Tiba-tiba sang ustadz memberi tanda untuk menyingkir kemudian dengan pelan berkata kalau si adik sudah berpulang. Saya masih tak percaya karena badannya masih hangat, apalagi melihat senyumnya yang mengembang. Tak bisa dibendung, tangis kami pun pecah. Dalam benak saya melulu dihantui bayangan si abang dan Egi, mereka masih terlalu kecil, Tuhan :( Abang yang baru 26 bulan dan egi yang 6bulan, mereka bahkan belum mengenal Bapak mereka.

Sempat saya perhatikan sekujur tubuhnya, masih terlihat gempal, 2minggu koma tidak membuat tubuhnya susut.
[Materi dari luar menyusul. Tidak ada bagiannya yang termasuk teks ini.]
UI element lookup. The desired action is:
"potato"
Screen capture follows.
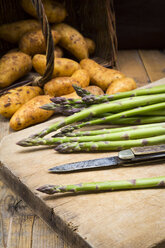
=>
[0,19,41,43]
[0,51,32,88]
[19,29,61,55]
[21,0,67,23]
[52,23,88,60]
[63,85,104,99]
[85,38,96,54]
[54,46,63,58]
[106,77,137,95]
[10,96,54,131]
[0,86,43,118]
[80,59,125,91]
[32,54,80,78]
[44,69,90,96]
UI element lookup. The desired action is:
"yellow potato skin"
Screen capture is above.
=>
[0,86,43,118]
[21,0,67,23]
[44,70,90,96]
[19,30,61,55]
[54,46,63,58]
[10,95,54,131]
[0,19,41,43]
[85,38,96,54]
[32,54,80,78]
[0,51,32,89]
[106,77,137,95]
[80,59,125,91]
[63,85,104,99]
[52,23,88,60]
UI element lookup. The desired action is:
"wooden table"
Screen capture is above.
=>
[0,50,165,248]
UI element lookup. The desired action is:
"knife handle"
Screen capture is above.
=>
[118,145,165,166]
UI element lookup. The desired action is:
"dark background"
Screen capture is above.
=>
[114,0,165,49]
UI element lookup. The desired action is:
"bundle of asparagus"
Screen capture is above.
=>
[37,177,165,195]
[17,85,165,153]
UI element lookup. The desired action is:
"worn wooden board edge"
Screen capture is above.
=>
[0,78,165,248]
[0,162,92,248]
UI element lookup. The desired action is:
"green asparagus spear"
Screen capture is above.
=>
[55,135,165,153]
[37,176,165,195]
[82,85,165,104]
[58,103,165,136]
[61,122,165,137]
[27,94,165,138]
[18,125,165,147]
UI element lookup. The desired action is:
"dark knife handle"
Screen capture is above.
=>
[120,152,165,166]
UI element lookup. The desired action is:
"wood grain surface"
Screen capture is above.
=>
[0,51,165,248]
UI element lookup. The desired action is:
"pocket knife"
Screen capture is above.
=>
[49,145,165,173]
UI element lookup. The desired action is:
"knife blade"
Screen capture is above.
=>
[49,145,165,173]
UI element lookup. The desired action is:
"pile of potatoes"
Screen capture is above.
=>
[0,0,136,131]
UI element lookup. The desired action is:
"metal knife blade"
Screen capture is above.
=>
[49,145,165,173]
[49,156,122,173]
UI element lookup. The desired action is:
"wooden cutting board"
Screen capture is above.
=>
[0,80,165,248]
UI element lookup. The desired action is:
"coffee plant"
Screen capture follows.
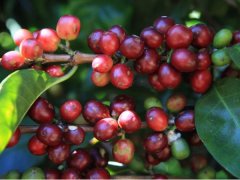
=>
[0,1,240,179]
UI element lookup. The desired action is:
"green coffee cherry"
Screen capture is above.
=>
[22,167,45,179]
[197,166,216,179]
[213,29,232,48]
[4,170,21,179]
[171,138,190,160]
[212,49,231,66]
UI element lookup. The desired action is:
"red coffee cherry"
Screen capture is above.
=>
[60,100,82,123]
[153,16,175,34]
[112,139,135,164]
[68,148,92,171]
[197,49,212,70]
[37,124,63,146]
[191,69,212,93]
[99,31,120,56]
[110,64,134,89]
[140,27,163,48]
[118,110,142,133]
[7,128,21,148]
[119,35,144,60]
[92,54,113,73]
[37,28,60,52]
[171,49,197,72]
[175,110,195,132]
[166,24,193,49]
[88,29,104,54]
[63,126,85,145]
[13,29,33,46]
[28,97,55,123]
[148,73,166,92]
[45,65,64,77]
[86,168,111,179]
[109,25,126,44]
[93,118,118,141]
[48,143,70,164]
[145,107,168,131]
[83,100,110,124]
[28,136,47,155]
[191,24,213,48]
[110,94,136,118]
[19,39,43,60]
[56,15,81,41]
[91,71,110,87]
[61,168,80,179]
[134,49,160,74]
[1,51,25,71]
[158,63,182,89]
[144,133,168,153]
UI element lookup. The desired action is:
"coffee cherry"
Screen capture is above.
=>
[92,54,113,73]
[158,63,182,89]
[13,29,33,46]
[119,35,144,59]
[134,49,160,74]
[144,133,168,153]
[191,24,213,48]
[21,167,45,179]
[60,100,82,123]
[110,64,134,89]
[140,27,163,48]
[197,49,211,70]
[91,71,110,87]
[109,25,126,44]
[7,128,21,148]
[166,24,193,49]
[93,118,118,141]
[86,168,111,179]
[145,107,168,131]
[61,168,80,179]
[37,124,63,146]
[19,39,43,60]
[112,139,135,164]
[171,138,190,160]
[44,65,64,77]
[1,51,25,71]
[88,29,103,53]
[63,126,85,145]
[83,100,110,124]
[45,169,60,179]
[166,93,187,113]
[175,110,195,132]
[56,15,81,41]
[153,16,175,34]
[68,148,91,171]
[148,73,166,92]
[37,28,60,52]
[191,69,212,93]
[118,110,142,133]
[213,29,233,49]
[48,143,70,164]
[110,94,136,118]
[212,49,231,66]
[99,31,120,56]
[28,97,55,123]
[28,136,47,155]
[171,49,197,72]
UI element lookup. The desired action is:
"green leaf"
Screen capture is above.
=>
[195,78,240,178]
[0,66,77,153]
[227,44,240,68]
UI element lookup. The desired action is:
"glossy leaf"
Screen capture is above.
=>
[0,66,77,153]
[195,78,240,178]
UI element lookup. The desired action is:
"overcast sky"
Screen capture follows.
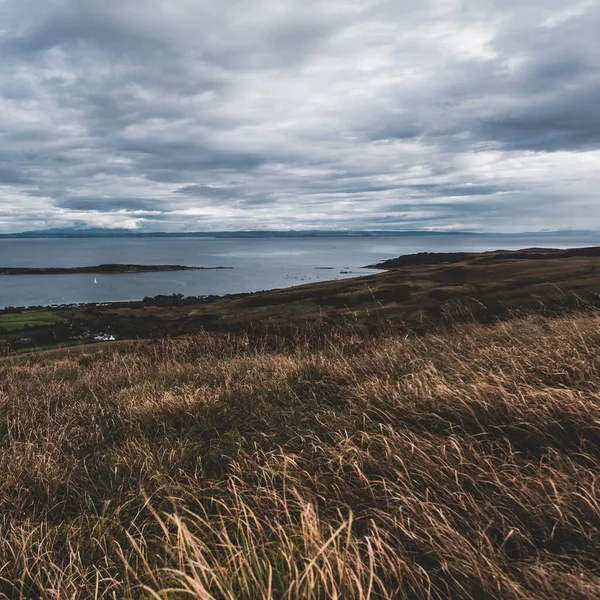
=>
[0,0,600,232]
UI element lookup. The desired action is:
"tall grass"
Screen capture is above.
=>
[0,314,600,600]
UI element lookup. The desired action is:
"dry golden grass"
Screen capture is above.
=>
[0,314,600,600]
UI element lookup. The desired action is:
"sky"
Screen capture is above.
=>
[0,0,600,232]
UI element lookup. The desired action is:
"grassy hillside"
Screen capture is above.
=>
[0,314,600,600]
[0,248,600,346]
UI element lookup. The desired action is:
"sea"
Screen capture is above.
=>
[0,233,600,308]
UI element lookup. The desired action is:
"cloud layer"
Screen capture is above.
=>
[0,0,600,231]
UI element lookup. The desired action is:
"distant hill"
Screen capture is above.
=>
[0,227,479,239]
[0,227,597,239]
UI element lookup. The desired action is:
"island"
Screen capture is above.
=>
[0,264,233,275]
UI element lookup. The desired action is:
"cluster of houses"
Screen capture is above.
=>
[94,333,115,342]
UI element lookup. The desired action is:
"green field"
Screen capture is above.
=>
[0,310,65,332]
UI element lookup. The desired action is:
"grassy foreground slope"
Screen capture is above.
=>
[0,314,600,600]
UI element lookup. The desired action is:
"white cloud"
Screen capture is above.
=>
[0,0,600,231]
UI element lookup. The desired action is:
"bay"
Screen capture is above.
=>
[0,234,600,308]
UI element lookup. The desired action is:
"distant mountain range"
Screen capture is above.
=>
[0,227,600,241]
[0,227,478,238]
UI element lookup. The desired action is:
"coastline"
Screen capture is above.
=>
[0,264,233,276]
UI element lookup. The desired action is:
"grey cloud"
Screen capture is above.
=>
[57,197,165,212]
[0,0,600,230]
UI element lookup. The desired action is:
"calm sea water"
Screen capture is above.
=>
[0,235,600,307]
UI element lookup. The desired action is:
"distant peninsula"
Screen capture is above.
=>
[0,264,233,275]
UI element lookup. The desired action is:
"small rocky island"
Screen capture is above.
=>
[0,264,233,275]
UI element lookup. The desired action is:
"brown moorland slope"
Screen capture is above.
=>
[0,248,600,347]
[0,312,600,600]
[70,248,600,334]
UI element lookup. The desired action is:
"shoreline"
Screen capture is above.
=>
[0,246,600,315]
[0,264,233,276]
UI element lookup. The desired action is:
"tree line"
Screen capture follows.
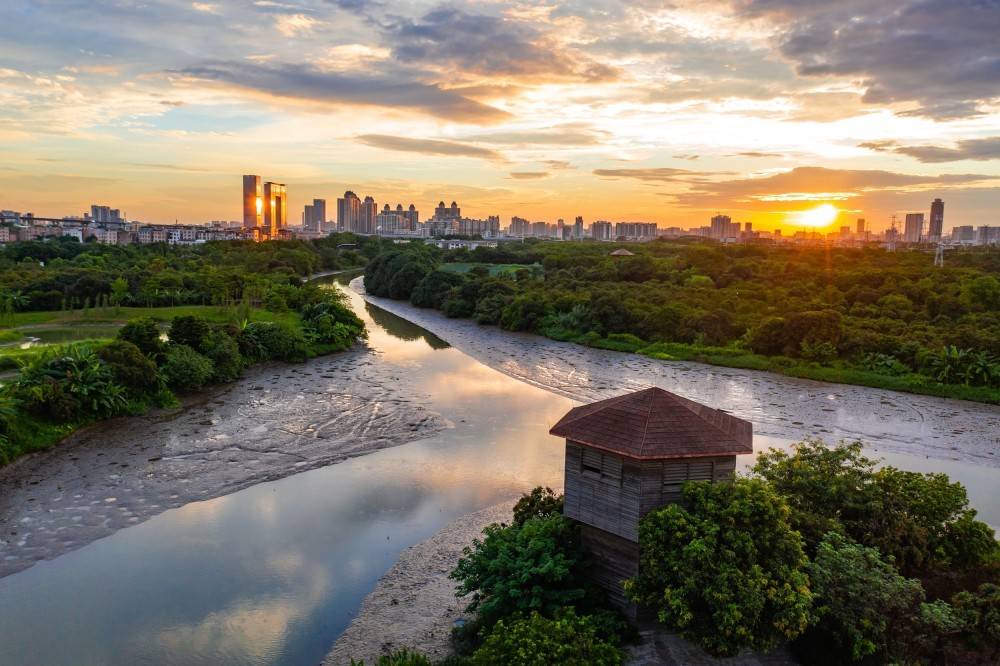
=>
[365,241,1000,403]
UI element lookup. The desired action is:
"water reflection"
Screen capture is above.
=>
[0,282,1000,666]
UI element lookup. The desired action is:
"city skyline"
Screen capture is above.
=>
[0,0,1000,231]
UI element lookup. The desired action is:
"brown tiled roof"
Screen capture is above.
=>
[549,387,753,460]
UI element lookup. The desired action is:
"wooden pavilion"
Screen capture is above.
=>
[549,388,753,618]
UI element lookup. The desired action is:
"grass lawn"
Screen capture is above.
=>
[440,262,542,276]
[0,305,298,329]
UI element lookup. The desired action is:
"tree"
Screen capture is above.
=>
[753,439,878,551]
[797,532,924,664]
[160,345,213,392]
[513,486,564,527]
[118,317,163,359]
[167,315,212,351]
[625,479,813,656]
[97,340,158,396]
[450,515,585,626]
[471,608,624,666]
[111,276,129,311]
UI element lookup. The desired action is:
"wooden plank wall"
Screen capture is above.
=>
[563,441,736,542]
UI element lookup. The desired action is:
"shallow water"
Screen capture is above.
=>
[0,282,1000,666]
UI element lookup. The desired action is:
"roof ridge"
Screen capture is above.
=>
[639,386,663,455]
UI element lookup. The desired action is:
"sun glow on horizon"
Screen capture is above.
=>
[790,203,840,228]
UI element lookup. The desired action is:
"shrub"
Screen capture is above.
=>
[451,515,585,627]
[160,344,215,392]
[202,329,246,383]
[625,479,813,656]
[239,321,309,362]
[118,317,163,358]
[97,340,159,396]
[14,345,128,423]
[410,270,465,310]
[471,608,624,666]
[754,440,1000,575]
[351,648,431,666]
[167,315,212,352]
[797,532,924,664]
[513,486,564,527]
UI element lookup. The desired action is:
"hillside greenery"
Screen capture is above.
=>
[365,240,1000,403]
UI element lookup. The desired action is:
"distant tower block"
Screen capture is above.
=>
[549,388,753,618]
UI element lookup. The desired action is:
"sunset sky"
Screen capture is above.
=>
[0,0,1000,230]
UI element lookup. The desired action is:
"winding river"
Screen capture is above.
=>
[0,276,1000,666]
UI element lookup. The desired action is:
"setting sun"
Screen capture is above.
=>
[792,204,840,228]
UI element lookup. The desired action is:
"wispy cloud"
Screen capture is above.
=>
[356,134,505,162]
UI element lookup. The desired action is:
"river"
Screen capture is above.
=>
[0,278,1000,666]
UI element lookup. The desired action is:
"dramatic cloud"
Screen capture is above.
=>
[466,128,606,146]
[357,134,504,162]
[385,7,618,82]
[594,167,712,183]
[678,167,998,206]
[737,0,1000,118]
[861,136,1000,162]
[174,61,507,123]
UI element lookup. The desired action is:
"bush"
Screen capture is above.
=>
[118,317,163,359]
[513,486,564,527]
[13,345,128,423]
[796,532,924,664]
[351,648,431,666]
[97,340,159,396]
[451,515,585,627]
[239,321,309,362]
[167,315,212,352]
[471,608,624,666]
[160,344,215,392]
[202,329,246,383]
[754,440,1000,575]
[625,479,813,656]
[410,270,465,310]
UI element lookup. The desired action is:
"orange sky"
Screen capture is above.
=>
[0,0,1000,230]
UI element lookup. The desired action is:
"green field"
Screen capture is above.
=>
[0,305,298,371]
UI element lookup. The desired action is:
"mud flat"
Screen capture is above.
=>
[323,498,514,666]
[0,348,449,577]
[351,278,1000,467]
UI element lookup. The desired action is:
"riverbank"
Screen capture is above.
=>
[323,498,515,666]
[351,278,1000,467]
[322,499,796,666]
[0,348,449,578]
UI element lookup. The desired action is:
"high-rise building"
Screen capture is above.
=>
[590,220,612,240]
[90,204,125,224]
[903,213,924,243]
[708,215,733,240]
[263,181,288,238]
[243,176,264,229]
[337,190,361,233]
[358,196,378,234]
[927,199,944,243]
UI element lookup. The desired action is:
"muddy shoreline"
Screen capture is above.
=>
[0,346,449,578]
[351,278,1000,467]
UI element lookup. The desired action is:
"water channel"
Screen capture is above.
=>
[0,280,1000,666]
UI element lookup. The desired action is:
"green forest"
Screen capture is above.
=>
[0,235,378,465]
[365,240,1000,404]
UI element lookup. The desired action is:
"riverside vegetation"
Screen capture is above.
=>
[365,240,1000,404]
[0,236,377,465]
[354,440,1000,666]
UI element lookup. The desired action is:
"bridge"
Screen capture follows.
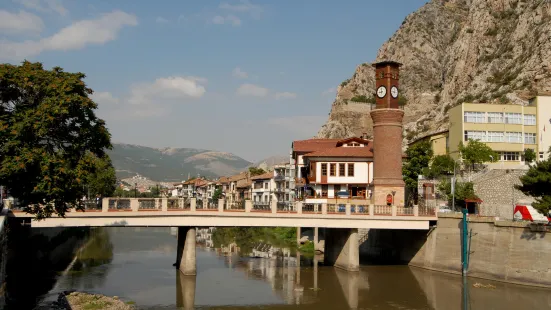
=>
[9,198,438,275]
Wajahnya pun tidak seperti orang kesakitan, dia bahkan tersenyum, tampak seperti orang sedang tidur saja. Setiap handaitaulan yang datang dan melihatnya tidak percaya dia pergi dalam waktu sesingkat itu. Bahkan Mamak yang sejak 1999 bolak balik keluar masuk rumah sakit saja masih sanggup bertahan, sementara dia? Hanya butuh satu bulan, dan dia pergi untuk selama-lamanya.

Satu per satu kenangan bersamanya bersliweran di depan mata. Masa-masa kami berdua melanjutkan sekolah di kota gudeg tentu punya cerita sendiri. Dia adik yang persis di bawahku. Kami tak selalu akur, dan pola pandang kami pun sangat bertolak belakang.  Pernah di satu masa dia begitu membenci saya, bahkan mungkin sampai akhir hayatnya dia masih membenci saya tentang satu ini? Dia ingin sekali kuliah, tetapi saya menyarankan orang tua untuk mengirimkan ke psikolog untuk mencari tahu minat dan bakatnya. Ketika sang psikolog menyatakan si adik tidak akan bisa fokus belajar karena sudah cinta dengan uang, maka orang tua urung mengirimnya ke universitas, dan dia menganggap saya yang menyebabkan keputusan orang tua seperti itu.

bersambung …

Rest In Peace, We’ll always pray for you! (3)

Kami, saya dan ipar, harus mengambil keputusan sendiri ketika dokter mengatakan kesempatan selamatnya 50:50. Sementara Bapak masih keukeuh meminta kami membawa adik ke rumah. Terpaksa kami mengabaikan Bapak dan mengijinkan dokter untuk merawat si adik yang saat itu juga dikirim ke ICU. Bapak sempat datang, tetapi cuma sebentar, Bapak langsung pulang, dan kami tahu Bapak marah. Tetapi, bagaimana lagi? Bukankah logikanya orang sakit harus dibawa ke rumah sakit, bukan ke rumah?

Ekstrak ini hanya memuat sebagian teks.